Yunanistan Bassae’deki Apollon Epikurios Tapınağı, MÖ 5. yüzyılın ortalarına doğru inşa edilmiş ve Klasik antik çağın en iyi korunmuş anıtlarından biri. Bugüne kadar bulunan en eski Korint başlığını taşıyan tapınak, Arkaik tarzı ve Dor tarzının dinginliğini bazı cesur mimari özelliklerle birleştiriyor.
Güneş ve şifa tanrısının kendilerini veba ve istiladan koruduğuna inanan Phigaleia halkı tarafından Apollon Epikurios’a ithaf edilen tapınak, mimari özellikleri ve etkisi açısından son derece önemli. MS 174 yılında antik gezgin Pausanias’ın tapınağın güzelliğine ve uyumuna hayran kaldığı ve onu Parthenon’un mimarı Iktinos’a bağladığı biliniyor.
Tapınak, 18. yüzyılda yeniden keşfedilene kadar neredeyse 1700 yıl boyunca unutulmuş gibi görünüyor. Bölgenin izole kalmış olması, birçok önemli özelliğin büyük ölçüde bozulmadan günümüze ulaşmasını sağladı.
Parthenon dönemi sonrası en eski yapılardan biri olan tapınak, üç antik Yunan mimari düzeninin (Dor, İonik ve Korint) bir arada bulunduğu en eski anıt. Aynı zamanda günümüze ulaşmış en eski Korint sütun başlığını da içeriyor.
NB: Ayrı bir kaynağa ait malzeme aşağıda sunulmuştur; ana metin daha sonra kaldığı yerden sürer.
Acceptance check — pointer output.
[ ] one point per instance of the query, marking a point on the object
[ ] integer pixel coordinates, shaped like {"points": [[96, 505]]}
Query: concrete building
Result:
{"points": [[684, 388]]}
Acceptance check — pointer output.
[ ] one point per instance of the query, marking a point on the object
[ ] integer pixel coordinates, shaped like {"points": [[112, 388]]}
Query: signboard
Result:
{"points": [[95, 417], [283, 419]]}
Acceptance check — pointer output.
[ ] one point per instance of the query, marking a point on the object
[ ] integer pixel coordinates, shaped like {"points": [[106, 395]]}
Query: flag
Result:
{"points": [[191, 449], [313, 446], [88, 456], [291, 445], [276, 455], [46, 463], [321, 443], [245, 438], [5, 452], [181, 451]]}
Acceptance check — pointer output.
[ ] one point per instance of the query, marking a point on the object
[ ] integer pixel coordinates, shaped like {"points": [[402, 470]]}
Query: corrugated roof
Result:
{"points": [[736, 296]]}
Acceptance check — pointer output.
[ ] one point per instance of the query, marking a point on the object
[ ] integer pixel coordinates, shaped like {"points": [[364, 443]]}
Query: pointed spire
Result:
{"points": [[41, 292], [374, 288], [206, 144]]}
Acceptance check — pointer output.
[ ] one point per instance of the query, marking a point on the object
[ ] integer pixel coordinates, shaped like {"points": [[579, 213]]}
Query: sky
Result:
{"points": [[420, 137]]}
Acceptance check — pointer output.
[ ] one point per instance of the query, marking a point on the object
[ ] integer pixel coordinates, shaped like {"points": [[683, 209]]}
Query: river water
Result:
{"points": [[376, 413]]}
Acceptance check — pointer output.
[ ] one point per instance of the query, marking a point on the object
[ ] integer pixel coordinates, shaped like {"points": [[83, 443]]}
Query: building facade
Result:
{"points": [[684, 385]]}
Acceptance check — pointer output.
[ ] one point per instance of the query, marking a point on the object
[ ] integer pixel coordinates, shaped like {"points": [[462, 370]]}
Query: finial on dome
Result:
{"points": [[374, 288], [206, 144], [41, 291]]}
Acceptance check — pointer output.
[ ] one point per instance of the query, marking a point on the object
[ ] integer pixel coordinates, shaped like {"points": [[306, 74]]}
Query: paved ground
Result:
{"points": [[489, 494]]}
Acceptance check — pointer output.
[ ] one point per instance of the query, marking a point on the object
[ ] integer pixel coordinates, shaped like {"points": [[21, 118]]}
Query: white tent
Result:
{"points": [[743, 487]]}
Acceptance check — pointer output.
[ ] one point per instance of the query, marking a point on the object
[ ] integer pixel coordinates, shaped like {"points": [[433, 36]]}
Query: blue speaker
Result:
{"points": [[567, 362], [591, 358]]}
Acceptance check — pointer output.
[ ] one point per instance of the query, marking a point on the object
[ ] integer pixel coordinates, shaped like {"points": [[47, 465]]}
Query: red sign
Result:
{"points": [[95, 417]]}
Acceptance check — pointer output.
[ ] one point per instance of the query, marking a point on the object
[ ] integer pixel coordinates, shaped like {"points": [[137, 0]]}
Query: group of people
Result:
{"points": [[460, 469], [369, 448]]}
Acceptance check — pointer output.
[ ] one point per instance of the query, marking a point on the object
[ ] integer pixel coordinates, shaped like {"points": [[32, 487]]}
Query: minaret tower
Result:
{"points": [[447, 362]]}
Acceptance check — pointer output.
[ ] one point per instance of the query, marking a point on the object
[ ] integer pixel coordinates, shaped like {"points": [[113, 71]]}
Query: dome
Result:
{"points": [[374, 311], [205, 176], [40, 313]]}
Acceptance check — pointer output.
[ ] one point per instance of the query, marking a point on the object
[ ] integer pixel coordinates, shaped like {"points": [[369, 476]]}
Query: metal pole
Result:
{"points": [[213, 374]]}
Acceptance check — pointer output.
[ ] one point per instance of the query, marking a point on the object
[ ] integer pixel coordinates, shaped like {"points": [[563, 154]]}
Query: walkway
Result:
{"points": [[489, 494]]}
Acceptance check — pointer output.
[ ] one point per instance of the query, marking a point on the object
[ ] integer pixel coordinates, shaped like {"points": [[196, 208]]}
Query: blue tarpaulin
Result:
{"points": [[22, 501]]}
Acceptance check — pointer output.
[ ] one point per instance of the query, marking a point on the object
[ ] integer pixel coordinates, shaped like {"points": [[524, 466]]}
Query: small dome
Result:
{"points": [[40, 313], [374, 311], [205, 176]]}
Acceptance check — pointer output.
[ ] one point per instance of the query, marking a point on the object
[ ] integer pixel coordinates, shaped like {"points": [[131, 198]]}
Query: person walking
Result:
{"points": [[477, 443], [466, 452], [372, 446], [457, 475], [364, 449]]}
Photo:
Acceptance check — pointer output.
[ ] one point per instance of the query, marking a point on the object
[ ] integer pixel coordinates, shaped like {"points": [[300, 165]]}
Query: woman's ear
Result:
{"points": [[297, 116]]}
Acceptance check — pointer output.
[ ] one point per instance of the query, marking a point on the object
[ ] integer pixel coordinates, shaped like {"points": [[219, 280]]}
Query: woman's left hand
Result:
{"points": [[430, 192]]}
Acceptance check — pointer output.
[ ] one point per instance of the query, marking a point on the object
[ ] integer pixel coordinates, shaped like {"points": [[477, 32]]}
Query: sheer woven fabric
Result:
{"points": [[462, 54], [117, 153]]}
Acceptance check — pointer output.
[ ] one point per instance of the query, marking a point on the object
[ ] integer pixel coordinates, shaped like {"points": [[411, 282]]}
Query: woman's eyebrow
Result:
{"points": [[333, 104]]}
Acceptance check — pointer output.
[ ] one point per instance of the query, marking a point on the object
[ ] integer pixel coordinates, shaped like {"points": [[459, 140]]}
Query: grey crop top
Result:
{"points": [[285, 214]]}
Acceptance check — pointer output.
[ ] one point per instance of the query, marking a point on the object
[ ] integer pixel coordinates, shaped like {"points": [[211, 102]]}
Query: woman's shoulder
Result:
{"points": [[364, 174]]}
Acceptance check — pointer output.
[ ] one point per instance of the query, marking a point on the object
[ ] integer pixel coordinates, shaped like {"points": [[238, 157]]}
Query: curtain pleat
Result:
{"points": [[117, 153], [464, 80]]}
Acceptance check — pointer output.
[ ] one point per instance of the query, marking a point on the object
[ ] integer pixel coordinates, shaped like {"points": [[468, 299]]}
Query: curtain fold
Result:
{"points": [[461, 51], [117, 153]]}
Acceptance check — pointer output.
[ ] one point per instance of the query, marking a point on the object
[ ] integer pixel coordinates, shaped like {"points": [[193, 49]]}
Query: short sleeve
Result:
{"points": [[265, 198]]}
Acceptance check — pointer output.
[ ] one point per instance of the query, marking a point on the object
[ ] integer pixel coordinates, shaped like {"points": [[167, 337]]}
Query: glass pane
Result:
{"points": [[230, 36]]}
Tapınak, ayrıca tapınak inşasının gelişiminde bir dönüm noktasına işaret eden bir dizi cesur ve yenilikçi mimari tasarım sergiliyor.
Apollon Epikurios Tapınağı, gerek arkaik unsurlarıyla (uzun yüzey, uzun kenarda 15 sütun ve cephede 6 sütundan oluşan istisnai bir oran ve kuzey-güney görünümü) gerek yenilikçi özellikleriyle (Dor yapıda İon ve Korinth düzenlerinin kullanılması, kullanılan malzeme çeşitliliği ve cella ile aditonun benzersiz düzeni) dikkat çeken benzersiz bir sanatsal başarıyı temsil ediyor.
Tasarımın ayrılmaz bir parçasını oluşturan oymalı panellerden oluşan dekoratif frizi, 1812’de çıkarılıp, Korint sütun başlığıyla birlikte British Museum’a taşındı. Tapınak ise 1986’da UNESCO Dünya Mirası Listesi’ne dahil edildi.